Joel 2:32

     32. call on . . . name of . . . LordHebrew, JEHOVAH. Applied to Jesus in Ro 10:13 (compare Ac 9:14; 1Co 1:2). Therefore, Jesus is JEHOVAH; and the phrase means, "Call on Messiah in His divine attributes."

      shall be delivered—as the Christians were, just before Jerusalem's destruction, by retiring to Pella, warned by the Saviour (Mt 24:16); a type of the spiritual deliverance of all believers, and of the last deliverance of the elect "remnant" of Israel from the final assault of Antichrist. "In Zion and Jerusalem" the Saviour first appeared; and there again shall He appear as the Deliverer (Zec 14:1-5).

      as the Lord hath said—Joel herein refers, not to the other prophets, but to his own words preceding.

      call—metaphor from an invitation to a feast, which is an act of gratuitous kindness (Lu 14:16). So the remnant called and saved is according to the election of grace, not for man's merits, power, or efforts (Ro 11:5).

Matthew 4:10

     10. Then saith Jesus unto him, Get thee hence, Satan—Since the tempter has now thrown off the mask, and stands forth in his true character, our Lord no longer deals with him as a pretended friend and pious counsellor, but calls him by his right name—His knowledge of which from the outset He had carefully concealed till now—and orders him off. This is the final and conclusive evidence, as we think, that Matthew's must be the right order of the temptations. For who can well conceive of the tempter's returning to the assault after this, in the pious character again, and hoping still to dislodge the consciousness of His Sonship, while our Lord must in that case be supposed to quote Scripture to one He had called the devil to his face—thus throwing His pearls before worse than swine?

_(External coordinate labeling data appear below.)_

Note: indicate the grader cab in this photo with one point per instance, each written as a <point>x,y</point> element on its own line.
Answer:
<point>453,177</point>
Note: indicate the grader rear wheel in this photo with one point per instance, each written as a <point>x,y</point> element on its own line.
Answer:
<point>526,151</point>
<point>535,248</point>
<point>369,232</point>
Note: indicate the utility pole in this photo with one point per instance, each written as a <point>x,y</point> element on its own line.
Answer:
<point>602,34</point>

      for it is written— (De 6:13). Thus does our Lord part with Satan on the rock of Scripture.

      Thou shalt worship—In the Hebrew and the Septuagint it is, "Thou shalt fear"; but as the sense is the same, so "worship" is here used to show emphatically that what the tempter claimed was precisely what God had forbidden.

      the Lord thy God, and him only shalt thou serve—The word "serve" in the second clause, is one never used by the Septuagint of any but religious service; and in this sense exclusively is it used in the New Testament, as we find it here. Once more the word "only," in the second clause—not expressed in the Hebrew and the Septuagint—is here added to bring out emphatically the negative and prohibitory feature of the command. (See Ga 3:10 for a similar supplement of the word "all" in a quotation from De 27:26).

Acts 9:14

     14. here he hath authority, &c.—so that the terror not only of the great persecutor's name, but of this commission to Damascus, had travelled before him from the capital to the doomed spot.